Whether they notice it or not, you can use the opportunity to talk about the benefit of recognizing smaller heat sources. If you have both solid core and hollow core doors in your station, you can set up several space heaters to show the difference between these different door construction types.
2) The Effects of Reflections
Reflections can create confusion and disrupt otherwise well-laid plans. While you cannot plan for every possible scenario, creating awareness is at least a step in the right direction. Fill the shiniest pot you can find with water and place it on a burner of the stove with the burner on high. Grab a cast iron skillet and place it on a burner immediately next to the shiny pot and turn that burner on high as well. Wait for the water to boil and the skillet to get hot. You are now ready to go.
Everyone knows that water boils at 212 degrees; however, when you use temperature sensing and point the crosshairs at the side of the pot, the temperature will read well below that. This is because of the reflectance of the outside of the pot.
The TI is reading the reflected temperature of the room rather than the temperature of the pot. Now look at the reflection of the skillet on the side of the pot. You should be able to see the colorization (if your imager is so equipped) or the extreme white of the skillet in the pot. If you place the crosshairs on the shiny pot where you see the reflection of the skillet, the imager will read the temperature of the skillet in the reflection from the pot.
Reflection can further be exhibited by other bright and shiny objects. The side of the fire apparatus, a dry erase whiteboard and most smooth tile flooring will all lend themselves to a mirror-like appearance if encountered with a TI.
In a fire, this can be a help or a hindrance, depending on the situation, but make no mistake – you will encounter them in a fire and if you will encounter them in the real thing, then you better make sure you encounter it in training first.
3) Thermal Latency
Ask several firefighters to sit or lie down on the furniture and assume different positions. Let them stay there for several minutes and then tell them to get up. What you will see is the amount of body heat that the furniture absorbed and is now re-emitting.
This latent thermal effect can be used to show that a firefighter, during search and rescue, may see “signs” of victims before they actually locate any. There might be latent thermal images on furniture or beds which can be indications that victims are present. This can also be used on car accidents to assist in determining the number of occupants especially in rollover accident where ejections are more common.

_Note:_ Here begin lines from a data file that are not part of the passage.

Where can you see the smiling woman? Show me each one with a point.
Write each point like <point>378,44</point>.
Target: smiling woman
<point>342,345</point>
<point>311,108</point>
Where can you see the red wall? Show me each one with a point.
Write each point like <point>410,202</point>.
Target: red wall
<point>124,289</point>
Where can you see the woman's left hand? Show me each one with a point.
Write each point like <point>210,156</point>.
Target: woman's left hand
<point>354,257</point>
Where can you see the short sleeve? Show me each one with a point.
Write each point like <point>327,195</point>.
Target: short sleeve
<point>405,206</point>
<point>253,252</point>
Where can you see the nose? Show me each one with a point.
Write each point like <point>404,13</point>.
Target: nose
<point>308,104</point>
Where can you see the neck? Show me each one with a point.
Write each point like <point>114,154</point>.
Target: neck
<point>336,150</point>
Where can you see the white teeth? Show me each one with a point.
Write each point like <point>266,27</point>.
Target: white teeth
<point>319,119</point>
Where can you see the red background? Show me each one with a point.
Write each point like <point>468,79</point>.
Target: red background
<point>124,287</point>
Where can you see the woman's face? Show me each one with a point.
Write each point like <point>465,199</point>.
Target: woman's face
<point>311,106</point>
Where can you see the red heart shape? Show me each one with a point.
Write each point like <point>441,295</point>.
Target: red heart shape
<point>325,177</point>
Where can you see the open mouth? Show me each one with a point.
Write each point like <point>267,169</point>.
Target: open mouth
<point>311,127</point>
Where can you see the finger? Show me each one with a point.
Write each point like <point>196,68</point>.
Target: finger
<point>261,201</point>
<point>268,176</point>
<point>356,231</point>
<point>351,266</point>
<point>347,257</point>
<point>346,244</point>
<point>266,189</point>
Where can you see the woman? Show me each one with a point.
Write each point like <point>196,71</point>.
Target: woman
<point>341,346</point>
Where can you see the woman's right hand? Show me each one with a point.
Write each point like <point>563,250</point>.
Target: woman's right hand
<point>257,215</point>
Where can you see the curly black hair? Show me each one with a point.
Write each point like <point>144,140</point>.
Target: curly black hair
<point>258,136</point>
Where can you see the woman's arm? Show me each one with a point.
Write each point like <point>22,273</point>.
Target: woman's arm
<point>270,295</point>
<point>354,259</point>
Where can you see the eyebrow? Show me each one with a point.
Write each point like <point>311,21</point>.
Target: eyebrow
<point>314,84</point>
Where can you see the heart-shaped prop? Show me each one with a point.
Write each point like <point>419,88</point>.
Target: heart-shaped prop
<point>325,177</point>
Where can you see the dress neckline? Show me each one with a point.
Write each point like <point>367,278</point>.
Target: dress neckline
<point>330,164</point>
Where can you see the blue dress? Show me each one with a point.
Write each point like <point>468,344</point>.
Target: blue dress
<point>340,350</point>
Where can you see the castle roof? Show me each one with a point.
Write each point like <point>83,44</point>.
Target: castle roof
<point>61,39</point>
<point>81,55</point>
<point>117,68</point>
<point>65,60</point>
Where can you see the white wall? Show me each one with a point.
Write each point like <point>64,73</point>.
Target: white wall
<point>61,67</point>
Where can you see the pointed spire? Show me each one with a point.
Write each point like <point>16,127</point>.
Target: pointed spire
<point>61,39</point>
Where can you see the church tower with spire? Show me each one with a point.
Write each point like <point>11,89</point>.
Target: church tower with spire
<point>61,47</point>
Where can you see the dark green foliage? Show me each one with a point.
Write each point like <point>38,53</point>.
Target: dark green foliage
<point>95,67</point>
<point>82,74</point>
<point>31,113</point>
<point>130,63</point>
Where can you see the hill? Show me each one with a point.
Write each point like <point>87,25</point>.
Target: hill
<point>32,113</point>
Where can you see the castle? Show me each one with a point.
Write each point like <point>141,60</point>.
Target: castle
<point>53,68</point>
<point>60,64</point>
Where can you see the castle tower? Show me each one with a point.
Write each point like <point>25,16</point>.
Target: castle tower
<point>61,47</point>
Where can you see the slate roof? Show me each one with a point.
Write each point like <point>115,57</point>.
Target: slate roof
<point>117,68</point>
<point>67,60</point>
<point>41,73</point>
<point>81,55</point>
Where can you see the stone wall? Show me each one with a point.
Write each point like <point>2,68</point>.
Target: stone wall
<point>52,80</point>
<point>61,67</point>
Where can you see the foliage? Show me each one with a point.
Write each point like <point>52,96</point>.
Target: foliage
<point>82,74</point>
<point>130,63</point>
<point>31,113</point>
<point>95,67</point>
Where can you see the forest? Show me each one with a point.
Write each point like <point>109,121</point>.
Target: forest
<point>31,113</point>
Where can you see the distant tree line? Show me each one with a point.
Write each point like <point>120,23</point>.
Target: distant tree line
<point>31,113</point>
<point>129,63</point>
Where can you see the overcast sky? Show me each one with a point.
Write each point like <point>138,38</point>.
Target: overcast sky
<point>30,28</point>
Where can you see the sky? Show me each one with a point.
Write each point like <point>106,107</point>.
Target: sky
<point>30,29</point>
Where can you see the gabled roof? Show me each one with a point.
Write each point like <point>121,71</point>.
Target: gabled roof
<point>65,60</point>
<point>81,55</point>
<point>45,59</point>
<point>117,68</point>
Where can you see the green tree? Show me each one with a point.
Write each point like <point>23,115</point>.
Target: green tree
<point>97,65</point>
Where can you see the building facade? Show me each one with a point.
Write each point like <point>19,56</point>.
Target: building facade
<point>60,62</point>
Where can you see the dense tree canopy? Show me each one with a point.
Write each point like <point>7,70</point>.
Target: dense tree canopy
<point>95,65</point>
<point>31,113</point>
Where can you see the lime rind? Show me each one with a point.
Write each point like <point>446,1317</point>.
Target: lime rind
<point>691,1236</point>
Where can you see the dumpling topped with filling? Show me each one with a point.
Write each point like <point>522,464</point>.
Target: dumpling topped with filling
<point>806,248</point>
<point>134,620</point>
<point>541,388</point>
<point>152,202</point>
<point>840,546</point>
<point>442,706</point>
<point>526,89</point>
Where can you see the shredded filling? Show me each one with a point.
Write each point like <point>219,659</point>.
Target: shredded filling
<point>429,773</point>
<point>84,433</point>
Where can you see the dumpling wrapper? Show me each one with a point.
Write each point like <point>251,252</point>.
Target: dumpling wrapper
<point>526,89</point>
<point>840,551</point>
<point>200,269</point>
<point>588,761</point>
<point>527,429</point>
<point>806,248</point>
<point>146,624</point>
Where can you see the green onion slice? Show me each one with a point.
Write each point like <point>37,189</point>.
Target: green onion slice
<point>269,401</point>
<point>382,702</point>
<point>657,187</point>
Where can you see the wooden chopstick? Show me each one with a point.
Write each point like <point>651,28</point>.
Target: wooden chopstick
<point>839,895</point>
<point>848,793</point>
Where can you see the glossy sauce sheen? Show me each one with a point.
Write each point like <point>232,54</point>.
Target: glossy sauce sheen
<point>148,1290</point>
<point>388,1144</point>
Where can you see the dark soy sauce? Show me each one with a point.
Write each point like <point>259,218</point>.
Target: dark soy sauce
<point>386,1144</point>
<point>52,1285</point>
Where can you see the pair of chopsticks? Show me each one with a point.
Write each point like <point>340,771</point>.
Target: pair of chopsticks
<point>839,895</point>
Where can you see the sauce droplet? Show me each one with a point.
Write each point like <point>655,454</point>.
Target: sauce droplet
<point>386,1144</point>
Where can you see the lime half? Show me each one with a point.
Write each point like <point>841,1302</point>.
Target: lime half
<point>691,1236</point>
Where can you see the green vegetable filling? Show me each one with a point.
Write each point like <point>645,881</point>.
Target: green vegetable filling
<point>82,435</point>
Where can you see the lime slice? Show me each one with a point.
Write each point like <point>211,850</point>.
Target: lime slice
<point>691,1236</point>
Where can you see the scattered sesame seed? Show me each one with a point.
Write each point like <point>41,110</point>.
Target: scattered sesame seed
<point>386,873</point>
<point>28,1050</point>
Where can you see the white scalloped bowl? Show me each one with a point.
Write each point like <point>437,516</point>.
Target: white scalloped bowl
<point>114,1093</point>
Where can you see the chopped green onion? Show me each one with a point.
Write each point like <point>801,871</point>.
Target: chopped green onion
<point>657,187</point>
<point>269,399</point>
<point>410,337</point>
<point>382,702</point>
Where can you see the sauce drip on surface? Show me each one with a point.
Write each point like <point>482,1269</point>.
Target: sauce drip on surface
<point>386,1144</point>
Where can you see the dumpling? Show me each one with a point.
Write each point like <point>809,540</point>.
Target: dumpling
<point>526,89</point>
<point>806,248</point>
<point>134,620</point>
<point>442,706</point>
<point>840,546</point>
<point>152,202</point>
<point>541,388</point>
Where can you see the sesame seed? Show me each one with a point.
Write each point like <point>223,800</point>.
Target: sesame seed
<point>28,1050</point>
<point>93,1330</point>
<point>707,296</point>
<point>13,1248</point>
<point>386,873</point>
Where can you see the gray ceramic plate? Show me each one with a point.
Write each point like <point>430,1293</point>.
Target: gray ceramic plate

You can get both false positives and false negatives so information from thermal latency is only one piece of information, but if you happen to have a driver of a vehicle who is intoxicated and head injured mumbling about a passenger and you see a thermal latent imprint in the passenger seat, I would make sure that you search the surrounding area.
If you have access to them, grab a chemical hot pack, activate it and throw it on a table. Show the group what the hot pack looks like to the thermal imager, and then cover it with a thick blanket. This shows that victims on beds are hard to detect as the warmer the blanket is for people, the better insulator it is. The better insulator the blanket is, the harder it is for a TI to “see.” You can even use a bed sheet, blanket and comforter. For this reason, all beds should be searched by a gloved hand regardless of what the TI says.
5) Fire Inspections and Pre-plans
One of the easiest trainings to conduct is to simply take the thermal imager with you during company-level fire inspections or pre-plans. Use the thermal imager to look around the building and if you see something that you do not recognize, investigate it until you understand what is causing it and why it appeared the way that it did on the thermal imager. Building this kind of mental database is one of the most effective methods of understanding what the imager is trying to display.